Look at what you'd really want to do. You can worry about the how once you are clear on it.
You may never get another obvious chance once you are in employment again and back on the treadmill. It's amazing how many people have benefited from this one simple exercise to open up the possibilities fr their future.
Know what’s important to you
Learning about my personal values and what was important to me at different stages of my life made choosing options that suited me, and stressed out less, so much easier.
They are your guides when making big decisions and you'll soon see that living in alignment with them makes life much more enjoyable and a helluva lot less stressful.
You can use the Personal Values worksheet in your free pack to do this.
Don’t hang on to the past when it no longer suits you
Too many of us hang on to the past learning and career experience even when we are miserable doing it, fearing that we’ve left it too late to change.
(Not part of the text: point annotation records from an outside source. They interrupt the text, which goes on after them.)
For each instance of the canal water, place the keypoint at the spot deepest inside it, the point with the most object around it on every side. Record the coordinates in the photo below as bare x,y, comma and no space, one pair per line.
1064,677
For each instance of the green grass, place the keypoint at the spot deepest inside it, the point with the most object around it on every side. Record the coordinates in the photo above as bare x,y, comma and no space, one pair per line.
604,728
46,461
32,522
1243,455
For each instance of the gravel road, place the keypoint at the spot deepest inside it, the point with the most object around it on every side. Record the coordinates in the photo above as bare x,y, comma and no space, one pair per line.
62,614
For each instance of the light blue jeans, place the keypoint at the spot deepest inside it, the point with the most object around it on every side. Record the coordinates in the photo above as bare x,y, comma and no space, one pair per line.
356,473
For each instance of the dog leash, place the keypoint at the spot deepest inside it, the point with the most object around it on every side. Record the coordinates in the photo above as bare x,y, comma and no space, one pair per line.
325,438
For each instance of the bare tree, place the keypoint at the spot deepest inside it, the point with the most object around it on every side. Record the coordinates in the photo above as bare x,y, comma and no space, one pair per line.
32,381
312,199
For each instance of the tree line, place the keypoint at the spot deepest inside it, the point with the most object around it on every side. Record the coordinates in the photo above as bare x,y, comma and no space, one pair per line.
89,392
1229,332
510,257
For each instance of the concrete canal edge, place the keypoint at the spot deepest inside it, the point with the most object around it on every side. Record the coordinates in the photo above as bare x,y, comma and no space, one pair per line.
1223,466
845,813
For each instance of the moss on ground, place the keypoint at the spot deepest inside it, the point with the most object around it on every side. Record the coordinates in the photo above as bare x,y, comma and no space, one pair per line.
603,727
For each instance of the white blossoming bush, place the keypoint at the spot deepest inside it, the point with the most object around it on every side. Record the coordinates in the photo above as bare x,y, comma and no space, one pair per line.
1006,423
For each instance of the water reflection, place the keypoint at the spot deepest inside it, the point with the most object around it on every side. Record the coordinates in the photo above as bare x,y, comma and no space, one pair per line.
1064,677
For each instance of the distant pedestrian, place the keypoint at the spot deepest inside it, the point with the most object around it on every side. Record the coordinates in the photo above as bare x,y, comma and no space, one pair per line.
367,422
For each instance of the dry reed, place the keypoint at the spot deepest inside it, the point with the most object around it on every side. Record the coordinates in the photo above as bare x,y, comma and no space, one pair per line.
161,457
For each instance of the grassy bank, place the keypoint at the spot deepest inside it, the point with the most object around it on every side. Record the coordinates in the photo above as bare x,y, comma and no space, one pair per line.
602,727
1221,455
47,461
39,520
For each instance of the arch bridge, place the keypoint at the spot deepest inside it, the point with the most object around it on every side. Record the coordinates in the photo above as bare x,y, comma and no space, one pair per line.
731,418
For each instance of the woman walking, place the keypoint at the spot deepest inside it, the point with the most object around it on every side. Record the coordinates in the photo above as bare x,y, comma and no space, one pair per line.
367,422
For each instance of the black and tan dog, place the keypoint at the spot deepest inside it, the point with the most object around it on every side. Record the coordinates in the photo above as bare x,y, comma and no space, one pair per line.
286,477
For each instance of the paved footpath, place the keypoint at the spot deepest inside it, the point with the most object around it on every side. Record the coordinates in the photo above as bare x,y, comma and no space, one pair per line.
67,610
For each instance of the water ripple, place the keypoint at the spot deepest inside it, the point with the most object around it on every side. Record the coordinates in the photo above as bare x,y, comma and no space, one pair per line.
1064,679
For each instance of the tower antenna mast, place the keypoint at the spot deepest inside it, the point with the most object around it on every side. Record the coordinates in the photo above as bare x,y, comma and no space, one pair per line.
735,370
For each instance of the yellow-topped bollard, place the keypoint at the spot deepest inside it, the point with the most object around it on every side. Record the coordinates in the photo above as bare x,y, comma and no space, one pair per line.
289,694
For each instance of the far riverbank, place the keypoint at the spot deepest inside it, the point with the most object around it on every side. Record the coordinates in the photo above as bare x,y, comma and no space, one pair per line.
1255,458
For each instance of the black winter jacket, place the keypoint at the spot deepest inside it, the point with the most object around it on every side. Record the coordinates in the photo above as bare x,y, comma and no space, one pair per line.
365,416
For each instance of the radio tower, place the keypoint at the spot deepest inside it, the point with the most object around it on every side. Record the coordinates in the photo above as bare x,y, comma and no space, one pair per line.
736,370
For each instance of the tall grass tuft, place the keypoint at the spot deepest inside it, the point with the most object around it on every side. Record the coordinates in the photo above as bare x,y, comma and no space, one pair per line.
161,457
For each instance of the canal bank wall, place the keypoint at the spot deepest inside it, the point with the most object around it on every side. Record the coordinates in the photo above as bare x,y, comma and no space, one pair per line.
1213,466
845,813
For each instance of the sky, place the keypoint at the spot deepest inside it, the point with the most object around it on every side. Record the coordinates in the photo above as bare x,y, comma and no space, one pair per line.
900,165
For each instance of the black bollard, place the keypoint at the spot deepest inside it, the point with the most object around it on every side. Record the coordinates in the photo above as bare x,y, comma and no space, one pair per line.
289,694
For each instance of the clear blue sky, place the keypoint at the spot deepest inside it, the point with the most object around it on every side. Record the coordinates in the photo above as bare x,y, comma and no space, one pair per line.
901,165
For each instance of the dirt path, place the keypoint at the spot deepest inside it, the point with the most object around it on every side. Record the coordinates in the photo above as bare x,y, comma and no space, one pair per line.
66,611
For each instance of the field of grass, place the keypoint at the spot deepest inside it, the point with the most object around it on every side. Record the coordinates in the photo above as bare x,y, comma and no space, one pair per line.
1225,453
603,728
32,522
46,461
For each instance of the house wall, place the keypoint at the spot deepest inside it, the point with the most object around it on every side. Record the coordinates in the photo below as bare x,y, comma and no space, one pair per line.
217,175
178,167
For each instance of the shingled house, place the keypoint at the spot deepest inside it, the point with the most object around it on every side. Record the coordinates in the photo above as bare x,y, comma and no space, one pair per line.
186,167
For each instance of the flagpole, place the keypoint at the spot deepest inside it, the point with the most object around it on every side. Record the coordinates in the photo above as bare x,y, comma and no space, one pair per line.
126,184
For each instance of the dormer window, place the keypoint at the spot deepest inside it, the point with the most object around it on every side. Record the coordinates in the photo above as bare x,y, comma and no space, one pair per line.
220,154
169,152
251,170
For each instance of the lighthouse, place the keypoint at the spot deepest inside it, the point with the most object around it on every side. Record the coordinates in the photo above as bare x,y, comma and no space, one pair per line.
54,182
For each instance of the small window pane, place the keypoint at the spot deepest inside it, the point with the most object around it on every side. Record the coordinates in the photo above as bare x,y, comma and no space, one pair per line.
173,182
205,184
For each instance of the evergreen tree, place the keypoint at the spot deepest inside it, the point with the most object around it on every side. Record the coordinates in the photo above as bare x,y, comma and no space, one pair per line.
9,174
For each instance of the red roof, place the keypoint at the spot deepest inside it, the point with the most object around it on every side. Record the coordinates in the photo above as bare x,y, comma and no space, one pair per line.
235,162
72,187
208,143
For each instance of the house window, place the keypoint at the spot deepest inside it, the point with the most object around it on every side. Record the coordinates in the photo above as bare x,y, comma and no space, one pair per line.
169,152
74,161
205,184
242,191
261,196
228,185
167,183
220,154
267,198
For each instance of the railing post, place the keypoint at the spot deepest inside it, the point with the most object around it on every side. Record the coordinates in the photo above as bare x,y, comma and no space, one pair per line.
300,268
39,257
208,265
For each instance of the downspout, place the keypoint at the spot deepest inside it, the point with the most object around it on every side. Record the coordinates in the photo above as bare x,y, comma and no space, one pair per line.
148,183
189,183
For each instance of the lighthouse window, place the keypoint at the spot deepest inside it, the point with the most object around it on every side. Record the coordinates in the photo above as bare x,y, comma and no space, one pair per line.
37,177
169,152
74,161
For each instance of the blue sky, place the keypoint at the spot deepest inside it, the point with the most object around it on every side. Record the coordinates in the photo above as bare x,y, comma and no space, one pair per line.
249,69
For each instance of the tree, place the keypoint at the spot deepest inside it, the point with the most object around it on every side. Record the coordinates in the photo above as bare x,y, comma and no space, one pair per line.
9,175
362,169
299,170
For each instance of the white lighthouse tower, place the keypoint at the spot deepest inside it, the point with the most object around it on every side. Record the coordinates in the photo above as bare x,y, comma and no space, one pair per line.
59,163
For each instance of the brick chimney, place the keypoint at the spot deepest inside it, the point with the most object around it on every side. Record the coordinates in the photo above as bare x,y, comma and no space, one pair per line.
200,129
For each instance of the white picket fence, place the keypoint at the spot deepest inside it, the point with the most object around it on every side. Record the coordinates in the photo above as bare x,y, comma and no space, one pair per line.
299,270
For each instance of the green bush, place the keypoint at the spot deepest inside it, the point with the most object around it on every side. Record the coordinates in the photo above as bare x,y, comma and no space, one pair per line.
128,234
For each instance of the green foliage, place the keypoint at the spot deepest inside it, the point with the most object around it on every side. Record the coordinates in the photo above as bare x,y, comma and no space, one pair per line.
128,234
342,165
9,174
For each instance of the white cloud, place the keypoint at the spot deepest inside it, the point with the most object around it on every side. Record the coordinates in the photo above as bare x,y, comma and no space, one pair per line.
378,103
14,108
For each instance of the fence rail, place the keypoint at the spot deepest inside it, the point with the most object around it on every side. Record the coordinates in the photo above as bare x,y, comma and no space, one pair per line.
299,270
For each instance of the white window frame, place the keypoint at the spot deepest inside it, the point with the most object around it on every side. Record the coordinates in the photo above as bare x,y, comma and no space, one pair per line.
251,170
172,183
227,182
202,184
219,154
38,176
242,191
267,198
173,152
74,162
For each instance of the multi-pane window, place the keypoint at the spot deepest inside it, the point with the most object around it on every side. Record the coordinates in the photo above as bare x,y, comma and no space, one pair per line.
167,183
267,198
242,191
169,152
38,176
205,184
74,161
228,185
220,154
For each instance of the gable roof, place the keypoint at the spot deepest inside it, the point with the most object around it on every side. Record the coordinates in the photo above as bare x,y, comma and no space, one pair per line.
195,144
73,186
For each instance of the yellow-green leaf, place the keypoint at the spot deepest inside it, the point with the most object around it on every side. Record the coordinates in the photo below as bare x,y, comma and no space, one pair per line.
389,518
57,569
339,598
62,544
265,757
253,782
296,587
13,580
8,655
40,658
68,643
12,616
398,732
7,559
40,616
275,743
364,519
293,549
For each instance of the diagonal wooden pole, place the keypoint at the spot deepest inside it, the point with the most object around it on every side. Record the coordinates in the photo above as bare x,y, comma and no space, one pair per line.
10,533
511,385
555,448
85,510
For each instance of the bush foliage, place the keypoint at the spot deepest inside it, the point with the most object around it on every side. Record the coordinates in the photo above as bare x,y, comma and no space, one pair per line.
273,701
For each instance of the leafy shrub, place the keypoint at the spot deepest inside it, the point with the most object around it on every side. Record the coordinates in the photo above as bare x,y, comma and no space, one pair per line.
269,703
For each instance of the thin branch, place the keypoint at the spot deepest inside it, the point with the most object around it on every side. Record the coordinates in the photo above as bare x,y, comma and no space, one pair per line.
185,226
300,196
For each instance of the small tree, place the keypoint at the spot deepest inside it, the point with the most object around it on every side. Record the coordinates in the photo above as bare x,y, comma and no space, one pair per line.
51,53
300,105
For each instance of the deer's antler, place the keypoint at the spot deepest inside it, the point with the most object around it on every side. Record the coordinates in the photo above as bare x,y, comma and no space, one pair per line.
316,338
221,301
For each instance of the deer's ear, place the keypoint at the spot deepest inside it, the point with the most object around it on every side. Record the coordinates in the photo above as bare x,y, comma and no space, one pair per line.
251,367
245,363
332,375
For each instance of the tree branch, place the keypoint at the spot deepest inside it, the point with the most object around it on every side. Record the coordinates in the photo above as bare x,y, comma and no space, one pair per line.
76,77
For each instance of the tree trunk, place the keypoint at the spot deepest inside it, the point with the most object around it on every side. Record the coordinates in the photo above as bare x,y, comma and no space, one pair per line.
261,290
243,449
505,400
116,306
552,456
Me and Colonel Saunders of KFC are just two examples that it’s never too late to start over.
You may need a little encouragement or confidence boost to do this and it's amazing how many other doors this opens for you.
Look for transferable skills you can use elsewhere
Once you decide what you want to do with your life from this point on you can look at what you already know from your experience to use moving forward in whatever you do. You don’t have to throw all of the bathwater out with the baby.
Take a look at the results from your Personal Fabness Audit and My Dream Life exercise to see where there are cross-overs and also where you may need to upskill or re-train.
Talk to other people who have changed careers or made similar leaps and it won't seem so scary.
Get help to make those big decisions
Without the help of the coaches, I've worked with, and continue to use I may never have even considered the possibilities and opportunities that have come my way.
Invest in yourself and use the time off work wisely to make the right decisions.
Try a few coaches to ensure you get the right one for you. Most coaches, myself included, offer a free session to help you make this decision.